ただ、宿儺の術式が焼き切られようとする瞬間、彼女は静かに微笑んだ。
「…これで終わりか。」
アリシアの声は弱々しくも、確かな決意を感じさせるものだった。宿儺の力に引き寄せられるように、彼女の体が崩れていく。
「私はもう、何もできない。」
アリシアは自嘲気味に吐息を漏らす。その目の奥に、彼女がこれまで抱えてきた過去がゆっくりと流れ出していった。
アリシアの記憶が、まるで絵画のように広がっていく。目の前に浮かび上がるのは、彼女がまだ幼かった頃の景色。
穏やかな日差しの下で笑いながら駆け回っていた自分。手をつないだ母親との思い出。
「母さん…。」
呟くように、アリシアは心の中で母親に語りかける。その声が、過去の記憶と現実の痛みに重なり合い、彼女を包み込む。
その瞬間、アリシアの目には見たこともない光景が広がった。
彼女が最も大切に思っていた人々、仲間たちの姿が次々と浮かび上がる。笑顔、誓いが、まるで時の中で交錯するように見えた。
「私は…まだ、できることがあったんじゃないか…?」
しかしその問いに対する答えは、すでに埋もれていた。アリシアの心は、やがてその痛みを受け入れるように静まり返った。

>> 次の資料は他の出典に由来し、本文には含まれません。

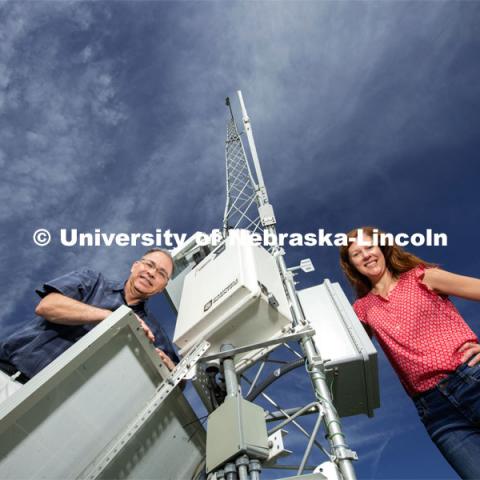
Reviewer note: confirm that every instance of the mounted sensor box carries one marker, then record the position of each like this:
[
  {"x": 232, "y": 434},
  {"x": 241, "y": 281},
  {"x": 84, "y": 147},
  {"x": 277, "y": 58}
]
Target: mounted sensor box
[
  {"x": 349, "y": 355},
  {"x": 234, "y": 296}
]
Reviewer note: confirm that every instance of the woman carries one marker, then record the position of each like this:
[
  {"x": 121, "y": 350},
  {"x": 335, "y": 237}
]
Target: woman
[{"x": 403, "y": 301}]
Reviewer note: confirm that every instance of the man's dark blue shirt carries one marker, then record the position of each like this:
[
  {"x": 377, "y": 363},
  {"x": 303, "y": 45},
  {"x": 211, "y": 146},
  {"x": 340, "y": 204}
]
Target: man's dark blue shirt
[{"x": 32, "y": 348}]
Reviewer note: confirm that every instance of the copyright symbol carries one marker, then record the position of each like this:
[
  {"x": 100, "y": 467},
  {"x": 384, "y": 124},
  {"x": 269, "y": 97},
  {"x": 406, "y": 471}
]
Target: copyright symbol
[{"x": 42, "y": 237}]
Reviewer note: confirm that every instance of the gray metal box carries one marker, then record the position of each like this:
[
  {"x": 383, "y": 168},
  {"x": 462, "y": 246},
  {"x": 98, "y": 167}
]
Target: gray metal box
[
  {"x": 342, "y": 342},
  {"x": 237, "y": 426}
]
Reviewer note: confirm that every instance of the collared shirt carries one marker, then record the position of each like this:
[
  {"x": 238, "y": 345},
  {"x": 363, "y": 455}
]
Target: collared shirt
[
  {"x": 34, "y": 346},
  {"x": 419, "y": 331}
]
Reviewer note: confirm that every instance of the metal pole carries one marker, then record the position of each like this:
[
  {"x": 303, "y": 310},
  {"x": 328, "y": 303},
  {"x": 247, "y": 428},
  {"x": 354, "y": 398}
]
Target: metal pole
[
  {"x": 331, "y": 419},
  {"x": 242, "y": 467},
  {"x": 255, "y": 468},
  {"x": 231, "y": 381}
]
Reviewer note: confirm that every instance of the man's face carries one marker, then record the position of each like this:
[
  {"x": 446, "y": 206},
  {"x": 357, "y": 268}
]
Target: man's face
[{"x": 151, "y": 273}]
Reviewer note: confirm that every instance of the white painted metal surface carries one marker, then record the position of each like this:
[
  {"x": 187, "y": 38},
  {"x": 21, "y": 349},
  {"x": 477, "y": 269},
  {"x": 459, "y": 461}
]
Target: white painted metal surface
[
  {"x": 234, "y": 296},
  {"x": 56, "y": 425}
]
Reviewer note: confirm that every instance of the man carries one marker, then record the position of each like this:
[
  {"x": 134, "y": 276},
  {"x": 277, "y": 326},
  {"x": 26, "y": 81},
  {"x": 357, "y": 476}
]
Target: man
[{"x": 73, "y": 304}]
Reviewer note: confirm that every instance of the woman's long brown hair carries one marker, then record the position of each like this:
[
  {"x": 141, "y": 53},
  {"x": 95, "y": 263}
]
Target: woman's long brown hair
[{"x": 396, "y": 258}]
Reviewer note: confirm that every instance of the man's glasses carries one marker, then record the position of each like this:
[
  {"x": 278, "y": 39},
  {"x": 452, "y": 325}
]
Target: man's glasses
[{"x": 153, "y": 268}]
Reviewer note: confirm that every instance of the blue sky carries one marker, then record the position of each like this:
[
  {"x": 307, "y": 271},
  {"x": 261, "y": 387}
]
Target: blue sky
[{"x": 112, "y": 116}]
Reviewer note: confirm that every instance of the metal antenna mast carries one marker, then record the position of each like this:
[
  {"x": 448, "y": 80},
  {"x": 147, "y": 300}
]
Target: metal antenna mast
[{"x": 248, "y": 207}]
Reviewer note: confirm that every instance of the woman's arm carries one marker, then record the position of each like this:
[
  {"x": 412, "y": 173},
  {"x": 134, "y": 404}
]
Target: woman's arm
[{"x": 446, "y": 283}]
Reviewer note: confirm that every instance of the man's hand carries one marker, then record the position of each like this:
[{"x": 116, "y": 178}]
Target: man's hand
[
  {"x": 470, "y": 350},
  {"x": 146, "y": 329},
  {"x": 165, "y": 359}
]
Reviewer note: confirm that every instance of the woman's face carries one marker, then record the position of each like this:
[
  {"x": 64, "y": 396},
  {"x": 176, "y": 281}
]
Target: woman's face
[{"x": 367, "y": 258}]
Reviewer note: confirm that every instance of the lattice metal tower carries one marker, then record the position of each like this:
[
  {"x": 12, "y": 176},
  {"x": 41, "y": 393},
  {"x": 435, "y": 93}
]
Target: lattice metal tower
[{"x": 248, "y": 207}]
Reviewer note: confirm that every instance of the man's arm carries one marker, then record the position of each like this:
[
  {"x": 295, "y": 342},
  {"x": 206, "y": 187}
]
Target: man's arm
[{"x": 58, "y": 308}]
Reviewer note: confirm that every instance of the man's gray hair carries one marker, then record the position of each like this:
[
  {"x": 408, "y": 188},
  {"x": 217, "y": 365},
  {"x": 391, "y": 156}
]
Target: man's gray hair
[{"x": 165, "y": 252}]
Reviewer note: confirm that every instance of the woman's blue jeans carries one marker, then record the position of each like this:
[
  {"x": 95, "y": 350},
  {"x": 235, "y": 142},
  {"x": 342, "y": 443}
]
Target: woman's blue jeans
[{"x": 451, "y": 415}]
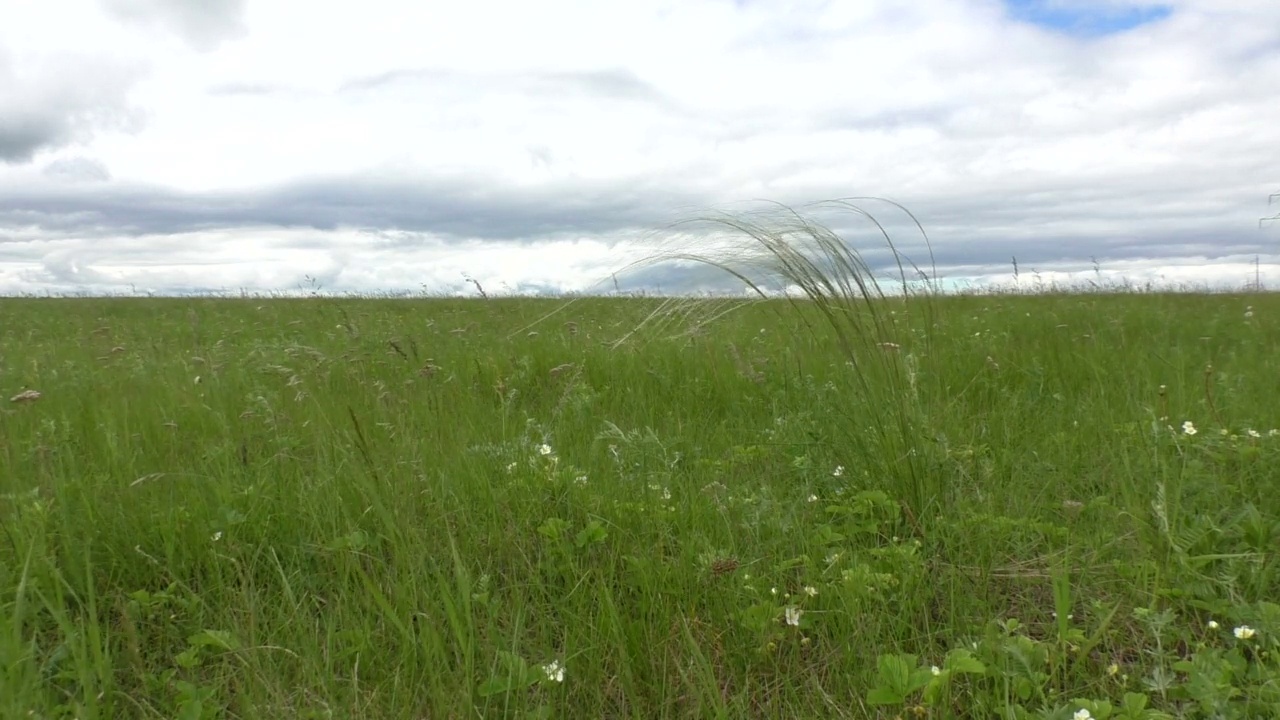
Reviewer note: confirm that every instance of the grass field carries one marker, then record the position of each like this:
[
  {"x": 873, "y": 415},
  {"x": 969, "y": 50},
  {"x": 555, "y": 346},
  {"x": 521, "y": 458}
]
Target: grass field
[{"x": 341, "y": 507}]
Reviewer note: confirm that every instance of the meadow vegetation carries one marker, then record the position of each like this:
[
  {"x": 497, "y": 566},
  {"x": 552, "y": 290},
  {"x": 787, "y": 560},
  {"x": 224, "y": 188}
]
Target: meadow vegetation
[{"x": 976, "y": 506}]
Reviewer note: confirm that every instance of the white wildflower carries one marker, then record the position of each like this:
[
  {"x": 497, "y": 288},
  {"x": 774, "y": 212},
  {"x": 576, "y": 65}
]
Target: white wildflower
[
  {"x": 554, "y": 671},
  {"x": 791, "y": 614}
]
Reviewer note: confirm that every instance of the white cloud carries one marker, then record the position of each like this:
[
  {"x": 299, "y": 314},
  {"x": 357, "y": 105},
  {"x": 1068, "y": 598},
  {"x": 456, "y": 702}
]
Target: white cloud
[{"x": 519, "y": 142}]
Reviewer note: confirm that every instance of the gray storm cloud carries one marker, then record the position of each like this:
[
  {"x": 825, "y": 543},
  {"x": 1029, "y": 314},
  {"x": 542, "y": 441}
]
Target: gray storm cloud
[
  {"x": 62, "y": 101},
  {"x": 201, "y": 23}
]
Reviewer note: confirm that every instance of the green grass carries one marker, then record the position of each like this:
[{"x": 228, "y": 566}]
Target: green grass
[{"x": 343, "y": 507}]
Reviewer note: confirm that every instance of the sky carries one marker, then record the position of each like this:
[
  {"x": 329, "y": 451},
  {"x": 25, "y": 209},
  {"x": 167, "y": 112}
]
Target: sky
[{"x": 388, "y": 146}]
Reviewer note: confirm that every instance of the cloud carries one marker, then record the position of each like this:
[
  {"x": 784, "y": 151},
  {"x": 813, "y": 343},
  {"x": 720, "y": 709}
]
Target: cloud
[
  {"x": 594, "y": 85},
  {"x": 457, "y": 206},
  {"x": 396, "y": 144},
  {"x": 77, "y": 169},
  {"x": 60, "y": 101},
  {"x": 201, "y": 23}
]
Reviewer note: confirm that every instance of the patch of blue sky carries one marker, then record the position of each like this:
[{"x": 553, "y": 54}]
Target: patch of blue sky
[{"x": 1088, "y": 18}]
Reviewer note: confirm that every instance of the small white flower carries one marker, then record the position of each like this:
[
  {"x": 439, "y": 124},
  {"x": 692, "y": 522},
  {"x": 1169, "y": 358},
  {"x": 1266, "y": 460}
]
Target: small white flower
[{"x": 554, "y": 671}]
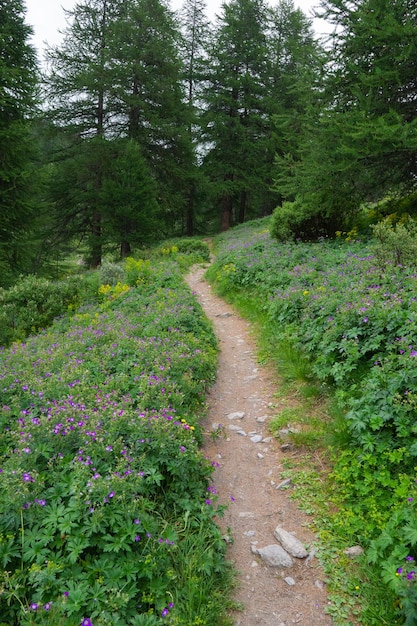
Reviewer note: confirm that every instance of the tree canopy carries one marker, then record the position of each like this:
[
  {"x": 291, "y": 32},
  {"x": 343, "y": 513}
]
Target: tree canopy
[{"x": 158, "y": 123}]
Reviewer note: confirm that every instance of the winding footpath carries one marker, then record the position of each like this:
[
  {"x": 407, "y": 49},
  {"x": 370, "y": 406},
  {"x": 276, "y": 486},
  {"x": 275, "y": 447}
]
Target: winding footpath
[{"x": 248, "y": 474}]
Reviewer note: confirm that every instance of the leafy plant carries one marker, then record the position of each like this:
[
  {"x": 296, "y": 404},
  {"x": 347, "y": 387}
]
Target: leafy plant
[{"x": 103, "y": 484}]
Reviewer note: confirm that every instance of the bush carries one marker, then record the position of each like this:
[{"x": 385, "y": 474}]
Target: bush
[
  {"x": 33, "y": 303},
  {"x": 396, "y": 243},
  {"x": 107, "y": 513},
  {"x": 306, "y": 220}
]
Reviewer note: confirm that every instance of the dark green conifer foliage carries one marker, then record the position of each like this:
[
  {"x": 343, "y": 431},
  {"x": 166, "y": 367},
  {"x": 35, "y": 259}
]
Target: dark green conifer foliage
[
  {"x": 362, "y": 140},
  {"x": 131, "y": 214},
  {"x": 194, "y": 48},
  {"x": 236, "y": 113},
  {"x": 18, "y": 79},
  {"x": 78, "y": 91},
  {"x": 149, "y": 97}
]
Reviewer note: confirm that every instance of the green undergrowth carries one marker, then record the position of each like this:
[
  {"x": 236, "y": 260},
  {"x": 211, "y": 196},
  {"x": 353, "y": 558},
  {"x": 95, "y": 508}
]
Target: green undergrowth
[
  {"x": 107, "y": 507},
  {"x": 340, "y": 326}
]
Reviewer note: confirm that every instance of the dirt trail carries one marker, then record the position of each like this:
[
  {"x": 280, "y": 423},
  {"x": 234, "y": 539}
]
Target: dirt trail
[{"x": 248, "y": 476}]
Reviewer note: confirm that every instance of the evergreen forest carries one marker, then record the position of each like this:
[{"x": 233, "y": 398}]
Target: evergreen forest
[
  {"x": 147, "y": 141},
  {"x": 147, "y": 123}
]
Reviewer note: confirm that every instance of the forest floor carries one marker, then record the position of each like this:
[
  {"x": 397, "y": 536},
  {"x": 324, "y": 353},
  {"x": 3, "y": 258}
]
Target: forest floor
[{"x": 248, "y": 475}]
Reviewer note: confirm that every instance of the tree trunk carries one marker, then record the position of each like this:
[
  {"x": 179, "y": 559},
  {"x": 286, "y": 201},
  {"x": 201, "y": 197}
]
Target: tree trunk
[
  {"x": 125, "y": 249},
  {"x": 96, "y": 247},
  {"x": 226, "y": 215},
  {"x": 243, "y": 205}
]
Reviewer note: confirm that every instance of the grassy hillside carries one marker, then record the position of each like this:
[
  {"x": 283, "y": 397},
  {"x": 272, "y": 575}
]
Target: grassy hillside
[
  {"x": 339, "y": 318},
  {"x": 106, "y": 507}
]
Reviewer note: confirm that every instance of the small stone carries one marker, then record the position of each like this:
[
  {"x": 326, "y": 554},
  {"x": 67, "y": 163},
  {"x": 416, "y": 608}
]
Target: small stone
[
  {"x": 274, "y": 555},
  {"x": 354, "y": 551},
  {"x": 290, "y": 543},
  {"x": 285, "y": 483},
  {"x": 237, "y": 415}
]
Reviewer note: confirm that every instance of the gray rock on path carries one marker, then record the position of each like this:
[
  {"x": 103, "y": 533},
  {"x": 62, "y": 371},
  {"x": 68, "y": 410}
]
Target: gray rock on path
[
  {"x": 237, "y": 415},
  {"x": 273, "y": 555},
  {"x": 290, "y": 543}
]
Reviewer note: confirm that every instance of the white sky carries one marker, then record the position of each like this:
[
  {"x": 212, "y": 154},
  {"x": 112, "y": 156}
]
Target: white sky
[{"x": 47, "y": 17}]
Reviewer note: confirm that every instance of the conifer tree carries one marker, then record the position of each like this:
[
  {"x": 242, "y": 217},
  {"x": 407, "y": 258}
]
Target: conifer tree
[
  {"x": 18, "y": 79},
  {"x": 236, "y": 107}
]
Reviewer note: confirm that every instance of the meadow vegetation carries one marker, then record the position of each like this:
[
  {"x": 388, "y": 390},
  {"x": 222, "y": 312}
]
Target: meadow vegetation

アリシアの体が、宿儺の術式によって焼き切られる。体が崩れ、灰と化して消えていく様子は、一瞬で終わったようだった。
「これで、終わりか。」
アリシアの最期の言葉は、決して大きくはなかったが、全てが詰まっていた。苦しみも、後悔も、一言に凝縮されていた。
「さよなら…。」
彼女は静かに、最後の力を振り絞り、完全に消え去った。
その場に残されたのは、彼女の消えた後の静寂のみ。しかし、アリシアの意志は、確かに誰かの中で生き続けるだろう。
そして、アリシアの死が、まだ終わりではなかった。その瞬間、遥か遠くから伝わる気配が、戦場にまで届いた。
「…山本。」
伏黒が気配に気づいたとき、空が一変した。スカイツリーから山本麹が跳躍してくる。空気が震え、彼が戦場を包み込んだ。
その姿はまるで伝説のように、遥か遠くから迫りくる。その目には、誰にも負けない覚悟と冷徹な意志が宿っていた。
「遅いじゃねぇか、山本…。」
伏黒は唇をかみしめながら呟いた。しかし、その表情には一筋の希望が見えた。
アリシアの死を乗り越えるために、今、この瞬間に新たな戦いが始まる。
山本麹の降臨と共に、戦局は再び動き出した。